Old electronics of US voting machines are no match for the Internet of Things  

“Less than 80,000 votes – out of 10s of millions cast nationwide – in three key states swung the vote to now-President Trump,” notes James Clapper, former director of US National Intelligence. Clapper has “no doubt” that the Russian influence campaign swung the 2016 election to Trump.

But there is good reason to believe that this “influence” went beyond hacking Hillary Clinton’s emails and releasing them to support Trump’s campaign.  
The Internet of Things (IoT) is still in its infancy and poorly understood by most people, including election officials. In August, computer scientist Carsten Schuermann demonstrated how it took him just minutes to hack into WinVote machines used for touch-screen voting in presidential elections in Virginia, Mississippi and Pennsylvania.
In front of a crowd at the Black Hat USA convention in Las Vegas, he showed that the old electronics of US voting machines are so out of date that a smart teenage gamer could potentially hack and alter the voting results.
Whether it’s the basic manual ballot vote, the electronic vote, the local vote counter, the electronic transfer to the state level or the further electronic transfer to the national level, the IoT makes it possible to alter at any level the vote numbers – and completely undetected. 

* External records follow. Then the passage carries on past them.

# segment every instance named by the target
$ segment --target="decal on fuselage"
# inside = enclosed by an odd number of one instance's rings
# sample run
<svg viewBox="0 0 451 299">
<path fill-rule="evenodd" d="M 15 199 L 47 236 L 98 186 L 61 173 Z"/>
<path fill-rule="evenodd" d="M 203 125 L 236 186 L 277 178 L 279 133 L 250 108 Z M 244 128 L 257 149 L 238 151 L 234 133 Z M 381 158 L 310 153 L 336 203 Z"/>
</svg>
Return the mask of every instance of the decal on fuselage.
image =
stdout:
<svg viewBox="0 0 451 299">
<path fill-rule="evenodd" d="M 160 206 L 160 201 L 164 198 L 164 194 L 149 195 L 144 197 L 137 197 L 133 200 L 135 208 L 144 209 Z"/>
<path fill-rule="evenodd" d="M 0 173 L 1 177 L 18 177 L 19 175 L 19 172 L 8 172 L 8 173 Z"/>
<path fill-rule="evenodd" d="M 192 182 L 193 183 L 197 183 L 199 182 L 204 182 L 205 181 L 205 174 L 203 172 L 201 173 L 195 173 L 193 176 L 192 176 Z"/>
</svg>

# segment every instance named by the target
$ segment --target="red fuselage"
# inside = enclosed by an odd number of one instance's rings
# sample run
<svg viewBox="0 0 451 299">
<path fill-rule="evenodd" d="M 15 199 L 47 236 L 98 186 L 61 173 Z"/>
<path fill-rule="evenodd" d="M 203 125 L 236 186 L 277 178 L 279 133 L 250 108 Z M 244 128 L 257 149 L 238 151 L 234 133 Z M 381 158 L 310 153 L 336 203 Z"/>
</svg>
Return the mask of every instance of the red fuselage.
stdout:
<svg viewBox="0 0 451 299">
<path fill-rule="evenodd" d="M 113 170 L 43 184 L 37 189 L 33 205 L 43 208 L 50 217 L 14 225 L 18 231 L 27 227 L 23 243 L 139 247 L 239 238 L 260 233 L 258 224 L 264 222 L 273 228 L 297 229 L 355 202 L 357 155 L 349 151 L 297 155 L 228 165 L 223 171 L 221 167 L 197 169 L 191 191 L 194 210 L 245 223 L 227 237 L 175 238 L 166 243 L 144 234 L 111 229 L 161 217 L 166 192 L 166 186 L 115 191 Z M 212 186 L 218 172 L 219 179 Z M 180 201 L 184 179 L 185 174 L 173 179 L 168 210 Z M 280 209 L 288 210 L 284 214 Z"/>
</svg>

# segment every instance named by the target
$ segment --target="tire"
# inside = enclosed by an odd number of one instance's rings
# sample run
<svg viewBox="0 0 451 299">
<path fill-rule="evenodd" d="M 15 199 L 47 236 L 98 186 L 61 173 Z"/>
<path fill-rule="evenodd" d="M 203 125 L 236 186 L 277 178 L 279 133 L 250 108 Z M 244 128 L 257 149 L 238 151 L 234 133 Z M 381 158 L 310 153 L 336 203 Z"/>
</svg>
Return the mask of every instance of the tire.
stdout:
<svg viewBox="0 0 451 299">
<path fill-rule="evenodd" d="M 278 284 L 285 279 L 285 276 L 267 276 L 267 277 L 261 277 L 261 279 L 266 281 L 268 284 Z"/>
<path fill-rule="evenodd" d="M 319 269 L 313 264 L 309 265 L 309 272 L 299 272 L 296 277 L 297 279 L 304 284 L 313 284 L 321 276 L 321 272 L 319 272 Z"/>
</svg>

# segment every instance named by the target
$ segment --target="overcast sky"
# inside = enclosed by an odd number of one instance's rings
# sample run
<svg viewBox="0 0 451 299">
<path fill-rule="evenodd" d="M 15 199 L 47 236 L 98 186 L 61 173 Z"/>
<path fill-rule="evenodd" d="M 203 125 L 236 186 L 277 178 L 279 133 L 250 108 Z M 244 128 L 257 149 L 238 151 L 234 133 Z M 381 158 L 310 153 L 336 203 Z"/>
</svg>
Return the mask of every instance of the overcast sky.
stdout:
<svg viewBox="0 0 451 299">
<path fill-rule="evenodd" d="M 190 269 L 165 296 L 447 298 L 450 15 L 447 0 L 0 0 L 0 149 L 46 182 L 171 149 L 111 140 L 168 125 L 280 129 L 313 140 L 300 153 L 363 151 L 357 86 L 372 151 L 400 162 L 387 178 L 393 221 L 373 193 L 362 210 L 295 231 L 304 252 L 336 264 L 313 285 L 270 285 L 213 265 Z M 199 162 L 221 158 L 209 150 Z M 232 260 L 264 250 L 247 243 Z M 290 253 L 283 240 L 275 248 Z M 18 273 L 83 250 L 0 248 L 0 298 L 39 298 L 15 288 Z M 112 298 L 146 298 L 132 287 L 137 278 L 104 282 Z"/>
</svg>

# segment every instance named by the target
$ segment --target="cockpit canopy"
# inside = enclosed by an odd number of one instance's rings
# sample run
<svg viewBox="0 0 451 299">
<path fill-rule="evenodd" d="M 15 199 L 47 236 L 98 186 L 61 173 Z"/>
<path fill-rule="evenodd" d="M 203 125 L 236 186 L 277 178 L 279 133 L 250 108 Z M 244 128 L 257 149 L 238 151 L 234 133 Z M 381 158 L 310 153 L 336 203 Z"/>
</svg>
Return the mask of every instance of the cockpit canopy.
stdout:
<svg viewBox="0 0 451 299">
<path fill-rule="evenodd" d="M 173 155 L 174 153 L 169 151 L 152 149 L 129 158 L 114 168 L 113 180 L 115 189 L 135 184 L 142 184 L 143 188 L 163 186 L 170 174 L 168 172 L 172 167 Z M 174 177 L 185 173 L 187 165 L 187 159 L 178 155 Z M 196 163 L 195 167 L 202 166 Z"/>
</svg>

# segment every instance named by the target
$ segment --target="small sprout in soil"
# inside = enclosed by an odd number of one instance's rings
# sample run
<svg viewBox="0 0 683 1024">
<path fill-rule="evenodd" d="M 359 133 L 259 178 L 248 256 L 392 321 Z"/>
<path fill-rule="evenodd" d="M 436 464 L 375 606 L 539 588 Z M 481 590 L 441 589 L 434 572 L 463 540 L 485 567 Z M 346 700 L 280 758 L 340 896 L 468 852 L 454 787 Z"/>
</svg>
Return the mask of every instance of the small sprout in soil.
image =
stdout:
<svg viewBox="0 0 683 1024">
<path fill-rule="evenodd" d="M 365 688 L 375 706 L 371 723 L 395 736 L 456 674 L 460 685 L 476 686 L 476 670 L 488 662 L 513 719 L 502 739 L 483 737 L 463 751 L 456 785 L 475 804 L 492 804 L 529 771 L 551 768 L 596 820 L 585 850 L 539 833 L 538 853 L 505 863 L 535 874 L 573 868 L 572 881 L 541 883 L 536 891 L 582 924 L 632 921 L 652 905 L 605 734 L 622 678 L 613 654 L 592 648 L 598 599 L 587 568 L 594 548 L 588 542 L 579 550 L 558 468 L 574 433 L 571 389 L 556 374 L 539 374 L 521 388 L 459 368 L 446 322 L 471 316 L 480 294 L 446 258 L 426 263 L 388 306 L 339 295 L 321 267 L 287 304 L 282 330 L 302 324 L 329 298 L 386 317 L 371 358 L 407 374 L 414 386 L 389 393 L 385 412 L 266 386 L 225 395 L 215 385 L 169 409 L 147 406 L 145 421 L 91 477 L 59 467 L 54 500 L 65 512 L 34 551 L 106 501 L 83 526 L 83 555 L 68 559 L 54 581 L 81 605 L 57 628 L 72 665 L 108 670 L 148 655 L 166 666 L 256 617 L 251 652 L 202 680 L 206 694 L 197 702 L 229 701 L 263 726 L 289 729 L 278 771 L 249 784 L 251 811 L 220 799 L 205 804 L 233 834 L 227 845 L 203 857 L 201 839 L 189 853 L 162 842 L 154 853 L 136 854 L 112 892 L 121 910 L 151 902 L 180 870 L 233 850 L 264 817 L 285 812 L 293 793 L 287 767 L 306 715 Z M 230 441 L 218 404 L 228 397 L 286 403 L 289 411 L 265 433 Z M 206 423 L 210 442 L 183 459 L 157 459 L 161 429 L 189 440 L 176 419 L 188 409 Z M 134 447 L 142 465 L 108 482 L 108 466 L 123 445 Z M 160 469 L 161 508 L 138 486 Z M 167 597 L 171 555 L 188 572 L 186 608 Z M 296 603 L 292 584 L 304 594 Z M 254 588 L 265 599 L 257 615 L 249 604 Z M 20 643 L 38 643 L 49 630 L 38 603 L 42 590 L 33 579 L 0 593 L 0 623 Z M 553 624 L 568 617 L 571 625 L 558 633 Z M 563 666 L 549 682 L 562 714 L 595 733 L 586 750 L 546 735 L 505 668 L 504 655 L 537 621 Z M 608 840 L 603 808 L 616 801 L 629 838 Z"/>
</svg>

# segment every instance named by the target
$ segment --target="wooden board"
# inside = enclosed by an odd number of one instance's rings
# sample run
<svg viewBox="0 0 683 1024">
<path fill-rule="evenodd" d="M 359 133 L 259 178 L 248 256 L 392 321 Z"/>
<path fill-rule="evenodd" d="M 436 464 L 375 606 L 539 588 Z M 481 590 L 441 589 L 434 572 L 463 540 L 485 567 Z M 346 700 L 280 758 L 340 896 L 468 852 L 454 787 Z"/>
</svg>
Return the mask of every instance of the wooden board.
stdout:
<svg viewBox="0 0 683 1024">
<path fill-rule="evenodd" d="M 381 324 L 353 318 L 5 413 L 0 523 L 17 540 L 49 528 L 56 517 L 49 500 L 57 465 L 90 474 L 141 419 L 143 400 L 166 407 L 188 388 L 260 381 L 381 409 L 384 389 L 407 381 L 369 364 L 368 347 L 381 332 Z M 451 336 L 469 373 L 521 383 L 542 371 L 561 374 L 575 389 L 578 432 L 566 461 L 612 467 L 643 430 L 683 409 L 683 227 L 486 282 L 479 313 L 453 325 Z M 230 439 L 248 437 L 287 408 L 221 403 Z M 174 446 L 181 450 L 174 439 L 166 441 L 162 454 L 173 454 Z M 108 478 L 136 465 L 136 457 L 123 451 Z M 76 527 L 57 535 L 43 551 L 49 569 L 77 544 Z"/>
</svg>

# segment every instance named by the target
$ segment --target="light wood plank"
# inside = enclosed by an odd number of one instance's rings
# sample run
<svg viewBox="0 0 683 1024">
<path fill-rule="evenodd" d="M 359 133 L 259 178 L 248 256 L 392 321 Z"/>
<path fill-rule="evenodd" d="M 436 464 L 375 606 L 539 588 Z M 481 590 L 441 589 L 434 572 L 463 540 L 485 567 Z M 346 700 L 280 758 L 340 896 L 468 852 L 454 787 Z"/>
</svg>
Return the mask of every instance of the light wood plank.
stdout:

There are however ways to beat the cheats! But this would require eliciting professional and technical opinion from the source of the now five-year-old IoT phenomenon. The source is a company called RF Controls, based in St Louis, Missouri and founded by Graham Phillip Bloy and Tom Ellinwood. Election officials might also like to consult with the primary purveyor of the IoT – Cisco Systems. Among others in the know would be IBM, AMD, Intel and AT&T. All would likely hem and haw over the IoT’s potential for serious mischief, but they know it has the capacity to alter election results, especially when the counting is done electronically.
A more detailed explanation of the dangers posed by IoT technology has been sent to the US Election Assistance Inspector General and the Office of Special Counsel (national whistleblower). It has also been passed to at least 150 Democrat and Republican national politicians.